Phase 18 Labs — Performance Engineering
Two labs, one loop: define metrics → measure a workload under a config → search
under an SLO constraint. First built cheap — a simulator over mini_vllm with
arrival schedules, spike proxies, and a grid search that refuses impossible SLOs
(lab-01) — then run for real with vllm bench serve, wall-clocks, percentile
distributions, and the tuning report as the deliverable artifact (lab-02).
CPU labs follow the standard contract — starter.py (your work), solution.py
(reference), test_lab.py (the spec); default runs the solution,
LAB_IMPL=starter grades yours.
# Whole phase (GPU tests auto-skip without CUDA):
pytest phase-18-performance-engineering/labs -m "not gpu"
# Grade yourself:
LAB_IMPL=starter pytest phase-18-performance-engineering/labs/lab-01-tune-the-knobs -q
Contents
- lab-01-tune-the-knobs
[CPU-OK] - lab-02-benchmark-real-vllm
[GPU-OPT] - What you can do after this phase
Labs
lab-01-tune-the-knobs [CPU-OK]
The loop, built cheap: a simulator running arrival schedules (queueing finally enters the course) with three metrics — TTFT-from-arrival, worst-step tokens (the spike proxy), total steps — and an SLO-constrained grid search that breaks ties toward latency and raises on unsatisfiable SLOs. Two measured surprises: the chunk threshold is per-request (only the budget caps a step globally), and chunking can cost zero throughput when decode steps are already there to hide chunks in. Skills: constraints beat preferences; metric calibration tests; cheap models with known biases shrink expensive searches.
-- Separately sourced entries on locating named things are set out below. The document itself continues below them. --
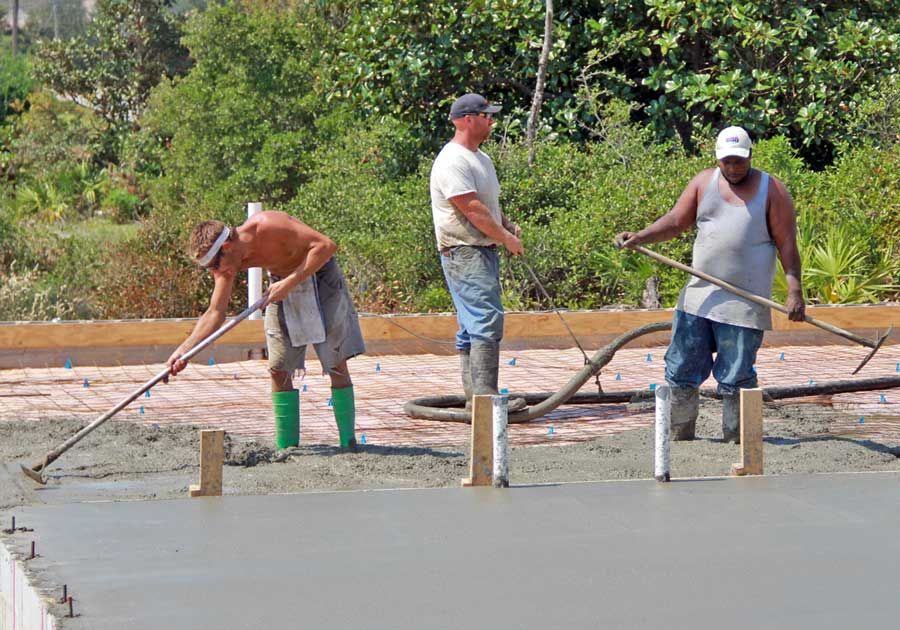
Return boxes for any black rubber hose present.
[403,322,900,424]
[403,322,672,424]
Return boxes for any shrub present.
[0,47,33,125]
[100,188,142,223]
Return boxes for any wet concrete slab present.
[3,473,900,630]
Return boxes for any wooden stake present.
[462,396,494,486]
[191,429,225,497]
[731,388,763,476]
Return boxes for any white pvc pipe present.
[247,201,262,319]
[491,396,509,488]
[653,385,672,481]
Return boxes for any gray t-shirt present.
[431,142,503,249]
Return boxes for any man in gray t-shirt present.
[431,94,524,410]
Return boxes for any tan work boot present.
[670,385,700,442]
[722,390,741,444]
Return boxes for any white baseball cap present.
[716,127,753,160]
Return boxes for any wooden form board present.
[462,396,494,486]
[731,388,763,476]
[190,429,225,497]
[0,306,900,350]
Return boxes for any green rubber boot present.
[272,389,300,448]
[331,385,357,453]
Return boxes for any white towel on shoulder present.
[281,276,325,348]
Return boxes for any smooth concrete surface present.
[3,473,900,630]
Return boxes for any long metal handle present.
[31,295,267,472]
[629,245,876,348]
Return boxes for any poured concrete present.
[3,473,900,630]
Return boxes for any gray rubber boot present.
[722,390,741,444]
[459,348,472,409]
[670,386,700,442]
[470,343,525,413]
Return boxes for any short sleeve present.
[437,151,478,199]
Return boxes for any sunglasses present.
[204,249,225,271]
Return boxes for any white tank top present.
[676,169,775,330]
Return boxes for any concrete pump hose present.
[403,322,672,423]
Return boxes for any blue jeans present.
[666,310,763,395]
[441,245,503,350]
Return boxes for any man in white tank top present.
[615,127,805,442]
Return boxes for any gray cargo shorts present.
[265,258,366,374]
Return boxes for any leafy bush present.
[140,4,345,226]
[0,48,32,125]
[36,0,187,148]
[100,188,142,223]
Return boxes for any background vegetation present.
[0,0,900,320]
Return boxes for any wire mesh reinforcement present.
[0,341,900,447]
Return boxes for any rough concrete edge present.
[0,535,61,630]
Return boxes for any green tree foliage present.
[329,0,900,164]
[136,4,341,217]
[576,0,900,161]
[337,0,594,143]
[19,0,87,40]
[0,47,33,126]
[35,0,187,144]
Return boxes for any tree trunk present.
[525,0,553,166]
[12,0,19,55]
[641,274,659,308]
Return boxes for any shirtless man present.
[615,127,805,442]
[167,211,365,450]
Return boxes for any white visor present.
[197,225,231,267]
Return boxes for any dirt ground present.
[0,399,900,510]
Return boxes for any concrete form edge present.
[0,538,60,630]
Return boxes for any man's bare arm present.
[166,271,235,376]
[450,192,525,256]
[614,170,710,248]
[766,177,806,321]
[266,215,337,304]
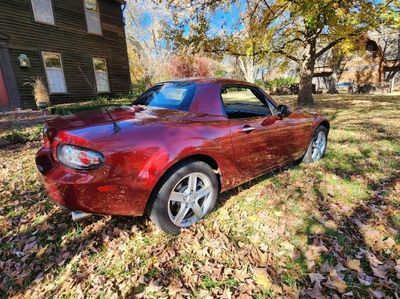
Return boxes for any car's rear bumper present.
[36,147,150,216]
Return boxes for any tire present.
[150,161,218,235]
[302,126,328,163]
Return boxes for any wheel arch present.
[145,154,222,214]
[317,119,331,132]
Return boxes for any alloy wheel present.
[168,172,213,227]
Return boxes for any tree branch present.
[315,37,344,58]
[273,49,299,63]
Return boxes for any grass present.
[0,95,400,298]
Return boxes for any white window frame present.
[92,57,111,93]
[31,0,55,26]
[83,0,103,36]
[42,51,68,94]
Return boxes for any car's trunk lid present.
[46,106,188,132]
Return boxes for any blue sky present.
[139,0,245,35]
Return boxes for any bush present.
[0,125,43,146]
[169,55,211,78]
[49,97,132,115]
[129,79,149,99]
[256,77,297,90]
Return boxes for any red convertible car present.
[36,79,329,234]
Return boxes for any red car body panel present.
[36,79,327,216]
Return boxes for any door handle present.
[242,125,255,133]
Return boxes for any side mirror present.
[278,105,291,117]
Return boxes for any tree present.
[161,2,273,82]
[169,55,211,78]
[166,0,398,105]
[125,0,171,87]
lab-02-benchmark-real-vllm [GPU-OPT]
The loop, run for real: vllm bench serve sweeps with warm servers, two runs per
config, percentiles everywhere, the rate sweep that finds the knee first — and
the tuning report as the artifact (workload, table, distributions, recommendation
with its trade named). The captured sweep reconciles every row against the CPU labs
that predicted it. Skills: the four methodology checks; conservation of suffering
(admission knobs relocate latency); macro before micro; benchmark at the knee.
What you can do after this phase
Run a tuning engagement end to end: state the workload, find the knee, sweep one knob at a time with honest variance, report distributions, and recommend with the trade named — having prototyped the search cheaply enough to afford it. You can also audit anyone else's benchmark in about a minute (workload? warm? percentiles? one knob?), which is its own kind of superpower. Phase 19 sends everything upstream.